The reader function can read package from repos with/without data package descriptor. If the repo does not have the descriptor it will create the descriptor with the name same as the repo name as shown in the example above. By default, the function reads files of type csv, xlsx and xls but we can set the file types using control parameters.

If the repo has a descriptor it simply returns the descriptor as shown below

from pprint import pprint
from frictionless import portals, Package

package = Package("https://https://github.com/fdtester/test-repo-with-datapackage-json")
print(package)
{'name': 'test-tabulator',
 'resources': [{'name': 'first-resource',
                'path': 'table.xls',
                'schema': {'fields': [{'name': 'id', 'type': 'number'},
                                      {'name': 'name', 'type': 'string'}]}},
               {'name': 'number-two',
                'path': 'table-reverse.csv',
                'schema': {'fields': [{'name': 'id', 'type': 'integer'},
                                      {'name': 'name', 'type': 'string'}]}}]}

Once you read the package from the repo, you can then easily access the resources and its data, for example:

from pprint import pprint
from frictionless import portals, Package

package = Package("https://github.com/fdtester/test-repo-without-datapackage")
pprint(package.get_resource('capitals').read_rows())
[{'id': 1, 'cid': 1, 'name': 'London'},
 {'id': 2, 'cid': 2, 'name': 'Paris'},
 {'id': 3, 'cid': 3, 'name': 'Berlin'},
 {'id': 4, 'cid': 4, 'name': 'Rome'},
 {'id': 5, 'cid': 5, 'name': 'Lisbon'}]

Reading Catalog

Catalog is a container for the packages. We can read single/multiple repositories from github and create a catalog.

from pprint import pprint
from frictionless import portals, Catalog

control = portals.GithubControl(search="'TestAction: Read' in:readme", apikey=apikey)
catalog = Catalog(
        "https://github.com/fdtester", control=control
    )
print("Total packages", len(catalog.packages))
print(catalog.packages[:2])
Total packages 4
[{'resources': [{'name': 'capitals',
                'type': 'table',
                'path': 'data/capitals.csv',
                'scheme': 'file',
                'format': 'csv',
                'encoding': 'utf-8',
                'mediatype': 'text/csv',
                'dialect': {'csv': {'skipInitialSpace': True}},
                'schema': {'fields': [{'name': 'id', 'type': 'integer'},
                                      {'name': 'cid', 'type': 'integer'},
                                      {'name': 'name', 'type': 'string'}]}}]},
 {'name': 'test-repo-jquery',
 'resources': [{'name': 'country-1',
                'type': 'table',
                'path': 'https://raw.githubusercontent.com/fdtester/test-repo-jquery/main/country-1.csv',
                'scheme': 'https',
                'format': 'csv',
                'mediatype': 'text/csv'}]}]

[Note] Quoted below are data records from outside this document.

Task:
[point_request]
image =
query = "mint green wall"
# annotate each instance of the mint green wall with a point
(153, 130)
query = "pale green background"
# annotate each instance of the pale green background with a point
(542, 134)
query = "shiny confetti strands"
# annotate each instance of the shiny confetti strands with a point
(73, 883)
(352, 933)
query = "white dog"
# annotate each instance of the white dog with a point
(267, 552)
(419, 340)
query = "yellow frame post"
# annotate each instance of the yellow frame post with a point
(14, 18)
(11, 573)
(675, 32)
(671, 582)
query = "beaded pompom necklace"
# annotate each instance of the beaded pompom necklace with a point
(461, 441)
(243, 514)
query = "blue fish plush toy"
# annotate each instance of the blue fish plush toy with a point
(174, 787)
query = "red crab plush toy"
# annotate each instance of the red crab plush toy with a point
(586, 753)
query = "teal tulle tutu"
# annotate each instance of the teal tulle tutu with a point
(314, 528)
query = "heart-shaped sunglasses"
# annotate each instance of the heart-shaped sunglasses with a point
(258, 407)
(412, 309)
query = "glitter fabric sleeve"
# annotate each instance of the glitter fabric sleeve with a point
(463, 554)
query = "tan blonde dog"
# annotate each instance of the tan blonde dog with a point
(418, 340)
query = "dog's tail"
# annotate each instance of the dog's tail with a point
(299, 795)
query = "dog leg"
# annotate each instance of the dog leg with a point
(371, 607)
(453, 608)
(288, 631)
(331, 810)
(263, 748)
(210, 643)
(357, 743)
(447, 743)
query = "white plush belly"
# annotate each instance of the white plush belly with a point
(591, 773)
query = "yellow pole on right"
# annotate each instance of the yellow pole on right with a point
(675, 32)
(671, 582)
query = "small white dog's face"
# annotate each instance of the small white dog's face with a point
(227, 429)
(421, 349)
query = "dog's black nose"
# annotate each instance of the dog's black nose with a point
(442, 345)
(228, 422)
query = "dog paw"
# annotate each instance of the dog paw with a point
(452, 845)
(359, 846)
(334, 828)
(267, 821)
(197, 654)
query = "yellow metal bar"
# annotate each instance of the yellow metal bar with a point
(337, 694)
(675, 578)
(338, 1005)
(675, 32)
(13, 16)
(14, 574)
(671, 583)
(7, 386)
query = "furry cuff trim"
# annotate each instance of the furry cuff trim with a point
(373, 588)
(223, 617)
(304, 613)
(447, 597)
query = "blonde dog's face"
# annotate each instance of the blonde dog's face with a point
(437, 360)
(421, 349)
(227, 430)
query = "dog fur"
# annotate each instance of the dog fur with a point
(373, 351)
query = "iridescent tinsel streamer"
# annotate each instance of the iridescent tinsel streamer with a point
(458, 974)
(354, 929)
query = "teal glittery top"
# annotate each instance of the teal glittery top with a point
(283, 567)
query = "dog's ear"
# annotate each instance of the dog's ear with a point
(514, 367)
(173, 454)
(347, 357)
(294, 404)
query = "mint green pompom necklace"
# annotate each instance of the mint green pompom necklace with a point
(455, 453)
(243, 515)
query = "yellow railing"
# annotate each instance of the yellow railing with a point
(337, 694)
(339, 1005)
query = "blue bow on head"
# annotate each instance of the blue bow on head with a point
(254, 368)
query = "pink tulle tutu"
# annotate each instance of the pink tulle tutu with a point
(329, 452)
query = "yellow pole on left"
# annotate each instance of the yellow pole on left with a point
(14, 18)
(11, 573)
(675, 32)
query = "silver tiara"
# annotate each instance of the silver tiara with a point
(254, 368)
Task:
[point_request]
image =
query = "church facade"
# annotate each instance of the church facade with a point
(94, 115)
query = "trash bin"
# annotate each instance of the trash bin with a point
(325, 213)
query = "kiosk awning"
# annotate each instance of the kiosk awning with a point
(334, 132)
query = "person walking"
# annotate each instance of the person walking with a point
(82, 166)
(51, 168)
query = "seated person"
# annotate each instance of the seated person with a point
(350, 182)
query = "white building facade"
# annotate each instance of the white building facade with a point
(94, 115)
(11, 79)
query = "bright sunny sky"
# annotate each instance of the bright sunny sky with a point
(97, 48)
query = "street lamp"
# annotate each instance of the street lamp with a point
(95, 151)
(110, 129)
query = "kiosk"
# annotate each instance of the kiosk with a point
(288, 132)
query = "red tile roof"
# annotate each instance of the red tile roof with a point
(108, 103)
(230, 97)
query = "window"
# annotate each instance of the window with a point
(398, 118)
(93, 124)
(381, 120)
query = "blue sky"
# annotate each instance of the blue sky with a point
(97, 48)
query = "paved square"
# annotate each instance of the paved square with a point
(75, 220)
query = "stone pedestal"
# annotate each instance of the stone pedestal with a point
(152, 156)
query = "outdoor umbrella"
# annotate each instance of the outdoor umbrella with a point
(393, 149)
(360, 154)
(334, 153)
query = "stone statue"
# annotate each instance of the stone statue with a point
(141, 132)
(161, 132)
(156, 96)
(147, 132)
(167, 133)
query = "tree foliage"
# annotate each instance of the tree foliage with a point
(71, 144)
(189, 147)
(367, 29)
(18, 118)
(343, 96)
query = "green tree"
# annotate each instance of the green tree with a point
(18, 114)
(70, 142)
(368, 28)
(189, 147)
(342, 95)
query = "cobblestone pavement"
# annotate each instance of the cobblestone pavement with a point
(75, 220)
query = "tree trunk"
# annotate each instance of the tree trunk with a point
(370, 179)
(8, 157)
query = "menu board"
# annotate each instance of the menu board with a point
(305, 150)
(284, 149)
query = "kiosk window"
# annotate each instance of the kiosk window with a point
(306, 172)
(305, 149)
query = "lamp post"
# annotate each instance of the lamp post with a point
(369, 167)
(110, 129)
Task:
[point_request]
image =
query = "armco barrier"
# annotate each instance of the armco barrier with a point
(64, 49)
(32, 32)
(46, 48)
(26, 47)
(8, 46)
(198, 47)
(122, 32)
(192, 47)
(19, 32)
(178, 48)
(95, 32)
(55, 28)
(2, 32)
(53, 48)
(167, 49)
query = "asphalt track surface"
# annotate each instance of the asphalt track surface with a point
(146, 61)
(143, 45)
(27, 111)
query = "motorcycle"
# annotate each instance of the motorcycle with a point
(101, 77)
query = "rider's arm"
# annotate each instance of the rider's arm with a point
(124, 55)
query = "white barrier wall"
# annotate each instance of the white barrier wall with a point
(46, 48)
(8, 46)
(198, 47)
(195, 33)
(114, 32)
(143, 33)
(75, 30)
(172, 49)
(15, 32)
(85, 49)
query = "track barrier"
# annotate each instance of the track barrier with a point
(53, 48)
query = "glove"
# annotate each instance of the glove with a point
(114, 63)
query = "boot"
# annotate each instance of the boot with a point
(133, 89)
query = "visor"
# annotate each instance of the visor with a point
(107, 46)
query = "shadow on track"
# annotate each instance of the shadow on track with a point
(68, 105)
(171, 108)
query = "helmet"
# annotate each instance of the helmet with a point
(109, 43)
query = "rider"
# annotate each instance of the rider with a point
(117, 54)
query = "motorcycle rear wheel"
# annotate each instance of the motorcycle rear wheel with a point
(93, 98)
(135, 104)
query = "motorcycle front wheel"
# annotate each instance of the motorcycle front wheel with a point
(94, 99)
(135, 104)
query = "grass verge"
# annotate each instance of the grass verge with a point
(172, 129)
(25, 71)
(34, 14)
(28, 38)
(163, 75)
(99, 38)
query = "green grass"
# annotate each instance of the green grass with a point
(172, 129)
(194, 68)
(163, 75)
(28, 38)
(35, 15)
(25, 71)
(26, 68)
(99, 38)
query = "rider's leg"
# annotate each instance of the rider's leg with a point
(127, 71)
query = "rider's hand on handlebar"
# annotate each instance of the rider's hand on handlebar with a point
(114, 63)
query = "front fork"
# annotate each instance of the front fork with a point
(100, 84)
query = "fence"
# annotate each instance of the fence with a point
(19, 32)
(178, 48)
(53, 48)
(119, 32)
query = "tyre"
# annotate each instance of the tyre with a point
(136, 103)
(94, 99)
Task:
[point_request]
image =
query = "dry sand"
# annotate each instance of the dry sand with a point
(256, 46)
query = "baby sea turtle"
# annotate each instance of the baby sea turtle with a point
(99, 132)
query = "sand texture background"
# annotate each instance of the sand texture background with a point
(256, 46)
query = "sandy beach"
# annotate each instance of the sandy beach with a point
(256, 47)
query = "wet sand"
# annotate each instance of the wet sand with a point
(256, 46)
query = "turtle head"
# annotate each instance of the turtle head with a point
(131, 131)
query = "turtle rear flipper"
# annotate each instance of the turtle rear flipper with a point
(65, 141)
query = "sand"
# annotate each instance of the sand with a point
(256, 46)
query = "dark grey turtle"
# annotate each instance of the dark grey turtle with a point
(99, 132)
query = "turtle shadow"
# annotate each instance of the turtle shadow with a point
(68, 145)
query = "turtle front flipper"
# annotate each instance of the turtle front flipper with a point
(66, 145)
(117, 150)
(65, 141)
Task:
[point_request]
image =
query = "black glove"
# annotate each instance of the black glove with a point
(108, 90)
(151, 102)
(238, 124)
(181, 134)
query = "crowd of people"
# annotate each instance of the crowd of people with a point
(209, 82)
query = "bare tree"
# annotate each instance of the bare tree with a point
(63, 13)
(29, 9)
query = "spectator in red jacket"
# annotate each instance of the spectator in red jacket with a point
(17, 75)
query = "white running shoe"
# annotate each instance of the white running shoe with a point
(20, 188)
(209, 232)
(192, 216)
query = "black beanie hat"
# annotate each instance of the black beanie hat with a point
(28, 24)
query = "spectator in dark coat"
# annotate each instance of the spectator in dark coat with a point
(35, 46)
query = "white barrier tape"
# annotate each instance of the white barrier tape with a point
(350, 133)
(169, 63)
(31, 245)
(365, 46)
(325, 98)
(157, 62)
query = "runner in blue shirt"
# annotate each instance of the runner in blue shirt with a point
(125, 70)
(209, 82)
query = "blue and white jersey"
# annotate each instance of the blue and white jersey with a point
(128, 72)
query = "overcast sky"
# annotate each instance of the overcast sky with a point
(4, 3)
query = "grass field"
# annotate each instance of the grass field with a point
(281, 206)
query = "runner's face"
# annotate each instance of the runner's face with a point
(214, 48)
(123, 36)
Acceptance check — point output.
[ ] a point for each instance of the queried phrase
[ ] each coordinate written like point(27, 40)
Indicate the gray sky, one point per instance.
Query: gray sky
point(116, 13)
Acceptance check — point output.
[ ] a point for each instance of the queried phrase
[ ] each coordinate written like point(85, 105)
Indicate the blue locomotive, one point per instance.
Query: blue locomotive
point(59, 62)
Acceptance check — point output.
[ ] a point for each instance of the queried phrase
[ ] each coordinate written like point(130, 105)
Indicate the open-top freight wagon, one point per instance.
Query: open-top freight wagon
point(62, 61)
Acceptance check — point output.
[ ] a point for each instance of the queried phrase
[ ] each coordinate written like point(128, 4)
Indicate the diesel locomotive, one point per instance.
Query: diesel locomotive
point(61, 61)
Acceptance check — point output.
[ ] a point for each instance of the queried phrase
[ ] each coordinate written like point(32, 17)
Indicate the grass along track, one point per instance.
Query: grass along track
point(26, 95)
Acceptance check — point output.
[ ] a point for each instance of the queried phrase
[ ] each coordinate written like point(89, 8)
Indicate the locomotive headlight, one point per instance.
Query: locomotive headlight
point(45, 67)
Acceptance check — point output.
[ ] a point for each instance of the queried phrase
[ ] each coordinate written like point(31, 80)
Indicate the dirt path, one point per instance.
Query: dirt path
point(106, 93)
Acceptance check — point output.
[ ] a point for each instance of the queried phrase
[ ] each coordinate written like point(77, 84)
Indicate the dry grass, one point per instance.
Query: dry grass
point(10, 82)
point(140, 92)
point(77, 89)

To read catalog, we need authenticated user so we have to pass the token as 'apikey' to the function. In the above example we are using search text to filter the repositories to small number. The search field is not mandatory.

We can simply use 'control' parameters and get the same result as above, for example:

from pprint import pprint
from frictionless import portals, Catalog

control = portals.GithubControl(search="'TestAction: Read' in:readme", user="fdtester", apikey=apikey)
catalog = Catalog(control=control)
print("Total packages", len(catalog.packages))
print(catalog.packages[:2])

As shown in the example above, we can use different qualifiers to search the repos. The above example searches for all the repos which has 'TestAction: Read' text in readme files. Similary we can use many different qualifiers and combination of those. To get full list of qualifiers you can check the github document here.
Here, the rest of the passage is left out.